Room: Karl Dean Ballroom B1
Purpose: To predict lung nodule malignancy by combining handcrafted features (HFs) and natural features learned at the output layer by deep convolutional neural network (CNN).
Methods: The dataset includes 431 malignant nodules and 795 benign nodules extracted from LIDC/IDRI database with malignancy ratings and contours given by four radiologists. We first extracted 29 handcrafted features from contoured nodules, including nine intensity features, eight geometric features and 12 texture features based on grey-level co-occurrence matrix (GLCM) averaged from thirteen directions. Then 3D CNNs modified from three state-of-the-art 2D CNN architectures (AlexNet, VGG-16 Net and Multi-crop Net) were trained to extract CNN-based features. For each 3D CNN, features at the output layer combined with the 29 handcrafted features were used as the input for support vector machine (SVM) coupled with a sequential forward feature selection (SFS) method to construct classifiers. The combining classifiers takes advantage of both handcrafted features and CNN. On one hand, it can overcome the limitation of handcrafted features that may not fully reflect unique characteristics of a particular nodule by combining CNN-extracted intrinsic features. On the other hand, it may solve the challenge of CNN that requires a large scale annotation dataset.

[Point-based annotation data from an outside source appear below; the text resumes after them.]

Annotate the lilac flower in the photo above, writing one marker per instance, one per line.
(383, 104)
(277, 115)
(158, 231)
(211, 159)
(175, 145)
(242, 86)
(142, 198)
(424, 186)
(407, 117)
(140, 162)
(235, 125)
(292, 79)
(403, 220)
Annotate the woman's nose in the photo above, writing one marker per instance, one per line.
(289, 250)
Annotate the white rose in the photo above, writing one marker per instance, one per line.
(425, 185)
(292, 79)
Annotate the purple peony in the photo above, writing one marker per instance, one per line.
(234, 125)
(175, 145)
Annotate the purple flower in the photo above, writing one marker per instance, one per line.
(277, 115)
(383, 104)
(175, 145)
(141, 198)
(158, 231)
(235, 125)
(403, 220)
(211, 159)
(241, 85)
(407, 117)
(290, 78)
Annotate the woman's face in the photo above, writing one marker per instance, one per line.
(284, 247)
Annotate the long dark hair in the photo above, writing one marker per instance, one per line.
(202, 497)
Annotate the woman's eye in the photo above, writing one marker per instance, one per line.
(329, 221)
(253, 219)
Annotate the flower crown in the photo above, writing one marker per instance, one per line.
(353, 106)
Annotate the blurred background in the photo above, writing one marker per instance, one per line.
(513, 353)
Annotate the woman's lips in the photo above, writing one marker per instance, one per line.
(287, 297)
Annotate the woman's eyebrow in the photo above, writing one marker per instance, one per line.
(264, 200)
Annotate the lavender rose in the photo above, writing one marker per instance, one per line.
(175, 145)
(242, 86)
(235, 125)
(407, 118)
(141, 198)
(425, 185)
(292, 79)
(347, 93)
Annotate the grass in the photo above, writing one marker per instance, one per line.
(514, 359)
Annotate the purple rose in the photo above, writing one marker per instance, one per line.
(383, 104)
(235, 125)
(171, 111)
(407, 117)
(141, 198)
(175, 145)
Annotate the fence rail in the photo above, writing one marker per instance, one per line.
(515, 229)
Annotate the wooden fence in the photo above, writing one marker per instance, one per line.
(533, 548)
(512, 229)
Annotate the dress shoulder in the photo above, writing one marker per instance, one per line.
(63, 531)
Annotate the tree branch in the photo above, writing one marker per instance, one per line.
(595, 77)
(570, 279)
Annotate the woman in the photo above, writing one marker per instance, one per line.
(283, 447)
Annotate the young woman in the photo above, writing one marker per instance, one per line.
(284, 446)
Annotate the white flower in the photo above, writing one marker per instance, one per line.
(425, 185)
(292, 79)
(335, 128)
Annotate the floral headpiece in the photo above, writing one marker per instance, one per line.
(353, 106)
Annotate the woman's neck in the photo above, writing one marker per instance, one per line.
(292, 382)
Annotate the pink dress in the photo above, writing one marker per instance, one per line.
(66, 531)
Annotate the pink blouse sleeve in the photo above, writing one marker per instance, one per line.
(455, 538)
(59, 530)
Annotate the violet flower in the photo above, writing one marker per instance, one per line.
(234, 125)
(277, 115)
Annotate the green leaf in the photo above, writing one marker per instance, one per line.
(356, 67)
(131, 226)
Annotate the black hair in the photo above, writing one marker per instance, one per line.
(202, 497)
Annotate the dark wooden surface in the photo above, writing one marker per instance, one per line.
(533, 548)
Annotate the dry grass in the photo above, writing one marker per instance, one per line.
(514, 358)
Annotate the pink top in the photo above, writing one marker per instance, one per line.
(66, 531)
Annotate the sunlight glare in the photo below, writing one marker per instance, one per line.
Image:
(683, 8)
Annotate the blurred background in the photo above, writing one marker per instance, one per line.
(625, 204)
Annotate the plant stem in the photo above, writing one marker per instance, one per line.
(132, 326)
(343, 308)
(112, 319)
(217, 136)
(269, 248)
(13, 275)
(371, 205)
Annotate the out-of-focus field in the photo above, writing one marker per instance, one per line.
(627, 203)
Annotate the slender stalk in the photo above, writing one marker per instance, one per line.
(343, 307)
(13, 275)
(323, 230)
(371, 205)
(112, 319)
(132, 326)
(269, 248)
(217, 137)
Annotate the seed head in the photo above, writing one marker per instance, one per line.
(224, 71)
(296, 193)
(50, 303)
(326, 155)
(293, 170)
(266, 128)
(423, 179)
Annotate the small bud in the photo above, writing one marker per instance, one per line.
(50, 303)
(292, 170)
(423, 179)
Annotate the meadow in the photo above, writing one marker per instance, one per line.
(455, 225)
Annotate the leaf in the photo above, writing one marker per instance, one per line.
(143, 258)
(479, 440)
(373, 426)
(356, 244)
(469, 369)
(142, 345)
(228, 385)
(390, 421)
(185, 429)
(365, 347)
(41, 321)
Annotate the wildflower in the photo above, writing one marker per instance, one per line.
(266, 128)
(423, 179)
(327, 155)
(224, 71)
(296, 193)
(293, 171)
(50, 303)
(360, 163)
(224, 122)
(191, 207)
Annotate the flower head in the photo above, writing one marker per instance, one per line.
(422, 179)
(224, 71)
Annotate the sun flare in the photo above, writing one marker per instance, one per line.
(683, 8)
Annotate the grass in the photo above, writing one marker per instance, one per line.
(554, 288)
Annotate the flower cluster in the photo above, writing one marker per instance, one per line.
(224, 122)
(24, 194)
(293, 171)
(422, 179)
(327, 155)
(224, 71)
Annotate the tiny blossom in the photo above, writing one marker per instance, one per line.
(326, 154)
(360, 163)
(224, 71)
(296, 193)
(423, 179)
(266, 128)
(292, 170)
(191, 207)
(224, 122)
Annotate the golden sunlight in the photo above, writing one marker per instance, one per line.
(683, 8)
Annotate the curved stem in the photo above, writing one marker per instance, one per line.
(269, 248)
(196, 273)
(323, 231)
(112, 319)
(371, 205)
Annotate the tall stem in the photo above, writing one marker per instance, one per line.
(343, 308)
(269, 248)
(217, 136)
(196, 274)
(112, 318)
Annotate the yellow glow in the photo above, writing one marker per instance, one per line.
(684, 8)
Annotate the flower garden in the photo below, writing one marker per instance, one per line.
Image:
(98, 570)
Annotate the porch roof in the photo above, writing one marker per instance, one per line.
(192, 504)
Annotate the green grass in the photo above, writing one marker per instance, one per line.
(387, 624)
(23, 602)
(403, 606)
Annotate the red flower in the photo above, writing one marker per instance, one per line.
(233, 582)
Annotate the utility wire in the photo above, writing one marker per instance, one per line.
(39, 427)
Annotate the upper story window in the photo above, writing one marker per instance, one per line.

Results: The areas under receiver operating characteristic curve (AUCs) for combined HF-CNN models based on AlexNet, VGC-16 Net and Multi-crop Net are 0.92, 0.93 and 0.92, respectively. The AUC of SVM based on HFs alone is 0.91. The average AUC of CNN without HFs for three aforementioned architectures is 0.90.
Conclusion: We proposed an algorithm combining the CNN features learned at the output layer and the handcrafted features (HF-CNN) for predicting the lung nodule malignancy. The combined HF-CNN models outperform models based on handcrafted features or CNN alone.